I wander back towards the Manor, feeling more relaxed than I have in days. I’ll throw myself into tomorrow’s classes. It’s probably best if I never actually understand my dark magic. Save myself the trouble of going through all the regret that comes from having done bad things. I’m busy humming to myself, content in my decision to devote myself to light magic, when my phone buzzes on the table by my bed.

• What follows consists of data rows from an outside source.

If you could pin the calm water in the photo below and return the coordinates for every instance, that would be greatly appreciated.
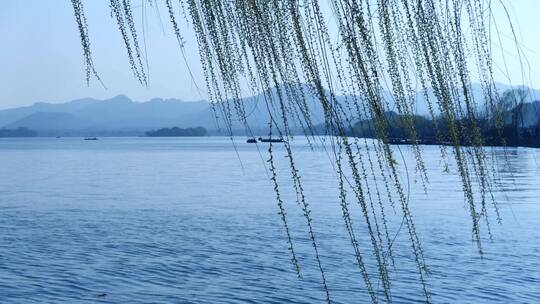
(142, 220)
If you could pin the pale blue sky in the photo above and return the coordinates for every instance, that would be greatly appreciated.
(40, 55)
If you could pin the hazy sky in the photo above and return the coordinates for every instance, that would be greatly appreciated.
(40, 54)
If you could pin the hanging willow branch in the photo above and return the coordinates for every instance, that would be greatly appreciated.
(345, 58)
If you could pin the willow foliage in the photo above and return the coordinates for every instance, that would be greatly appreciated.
(346, 56)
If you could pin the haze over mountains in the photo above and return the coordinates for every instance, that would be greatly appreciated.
(122, 116)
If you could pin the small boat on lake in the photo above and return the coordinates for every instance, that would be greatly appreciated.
(270, 139)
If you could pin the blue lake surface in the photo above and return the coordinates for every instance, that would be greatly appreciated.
(194, 220)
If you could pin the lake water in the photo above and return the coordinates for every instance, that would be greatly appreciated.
(192, 220)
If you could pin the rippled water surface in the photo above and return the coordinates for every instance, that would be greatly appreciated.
(147, 220)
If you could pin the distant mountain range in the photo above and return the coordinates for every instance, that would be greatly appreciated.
(122, 116)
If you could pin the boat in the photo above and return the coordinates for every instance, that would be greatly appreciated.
(270, 139)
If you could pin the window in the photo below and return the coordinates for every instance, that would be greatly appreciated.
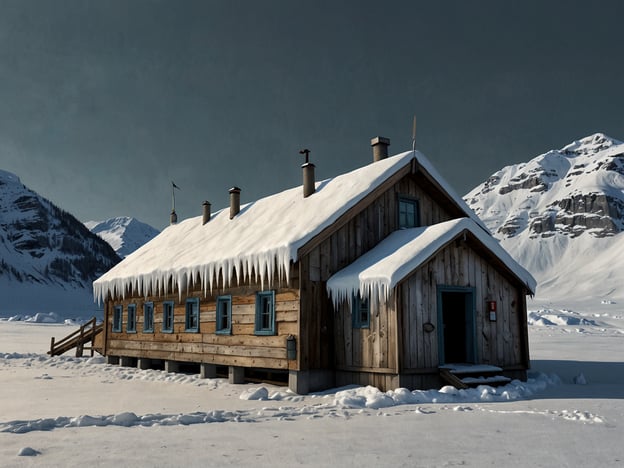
(131, 326)
(117, 311)
(224, 315)
(265, 313)
(148, 317)
(168, 317)
(191, 320)
(408, 213)
(360, 312)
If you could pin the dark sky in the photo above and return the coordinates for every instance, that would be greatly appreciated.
(103, 103)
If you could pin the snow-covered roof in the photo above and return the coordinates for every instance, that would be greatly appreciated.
(263, 238)
(378, 271)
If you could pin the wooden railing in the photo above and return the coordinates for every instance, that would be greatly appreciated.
(78, 339)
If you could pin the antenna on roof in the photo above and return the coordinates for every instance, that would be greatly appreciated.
(414, 135)
(174, 216)
(306, 152)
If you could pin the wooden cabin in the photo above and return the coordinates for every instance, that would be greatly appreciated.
(380, 276)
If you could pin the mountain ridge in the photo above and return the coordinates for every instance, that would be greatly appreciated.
(47, 249)
(561, 215)
(123, 233)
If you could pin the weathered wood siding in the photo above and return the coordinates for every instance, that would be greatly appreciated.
(501, 343)
(372, 349)
(326, 339)
(241, 348)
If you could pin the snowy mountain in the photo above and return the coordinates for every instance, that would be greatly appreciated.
(48, 259)
(561, 215)
(124, 234)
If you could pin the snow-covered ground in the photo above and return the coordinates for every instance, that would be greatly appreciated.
(70, 411)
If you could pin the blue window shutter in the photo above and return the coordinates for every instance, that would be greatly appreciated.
(224, 315)
(265, 313)
(191, 320)
(167, 325)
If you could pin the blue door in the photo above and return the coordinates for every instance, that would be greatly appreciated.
(456, 325)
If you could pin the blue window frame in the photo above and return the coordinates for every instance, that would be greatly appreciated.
(224, 315)
(408, 213)
(168, 317)
(360, 312)
(148, 317)
(117, 311)
(265, 313)
(131, 325)
(191, 317)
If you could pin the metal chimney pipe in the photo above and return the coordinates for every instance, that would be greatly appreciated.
(205, 212)
(234, 201)
(308, 179)
(380, 148)
(308, 174)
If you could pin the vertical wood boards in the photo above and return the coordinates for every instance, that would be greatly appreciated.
(501, 342)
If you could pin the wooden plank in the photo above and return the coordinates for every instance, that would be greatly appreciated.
(245, 351)
(245, 340)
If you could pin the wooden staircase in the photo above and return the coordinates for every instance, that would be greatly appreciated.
(89, 332)
(463, 376)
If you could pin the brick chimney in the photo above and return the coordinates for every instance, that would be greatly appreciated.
(380, 148)
(234, 201)
(308, 175)
(205, 212)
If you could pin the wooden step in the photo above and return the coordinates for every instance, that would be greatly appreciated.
(464, 376)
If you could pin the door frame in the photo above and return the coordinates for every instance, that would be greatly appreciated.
(470, 320)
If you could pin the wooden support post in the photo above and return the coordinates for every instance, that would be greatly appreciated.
(93, 337)
(144, 363)
(299, 382)
(126, 361)
(236, 375)
(207, 371)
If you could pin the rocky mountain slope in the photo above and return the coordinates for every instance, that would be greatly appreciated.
(124, 234)
(561, 215)
(48, 259)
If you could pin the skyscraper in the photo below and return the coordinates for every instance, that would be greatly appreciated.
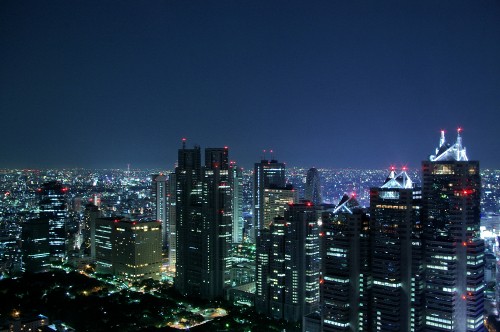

That’s really strange. I don’t get texts. Not anymore. I haven’t seen Becca since the summit and, well, the same goes for Luke, and that about sums up the total amount of people who’ve ever texted me. Curiosity on fire, I pick up my phone. My stomach drops and my heart leaps when I see who it’s from.

Luke.

I need to see you. Meet me? I want to explain.

I should tell him to fuck off. I should tell him to go to hell because I don’t want to hear his explanation. I should tell him I don’t care and I’m better without him.

‘Should’ is a stupid word. I pick up the phone and type out a response:

Where do you wanna meet?

 

 

 

Chapter Four

 

 

 

 

 

 

 

I toss and turn all night, haunted by thoughts of Luke twisting up with thoughts of Noah, all jangled up with the big bad question of how to handle my dark magic. Do I explore it or ignore it? When my alarm goes off at five thirty, I am
so
not ready. My eyes are all bleary and heavy and don’t want to open at all. I swing my feet off the bed and lean over, elbows on knees, head in hands.

It’s a big day. Daya has me scheduled out in the garden, practicing my healing magic. Alone. Usually, when they have me using any magic at all, I have to have someone with me. I guess I’ve proved myself or something. I can’t help but wonder if they’d let me out there, off leash and all, if Noah had reported what happened at the coffee shop with Todd.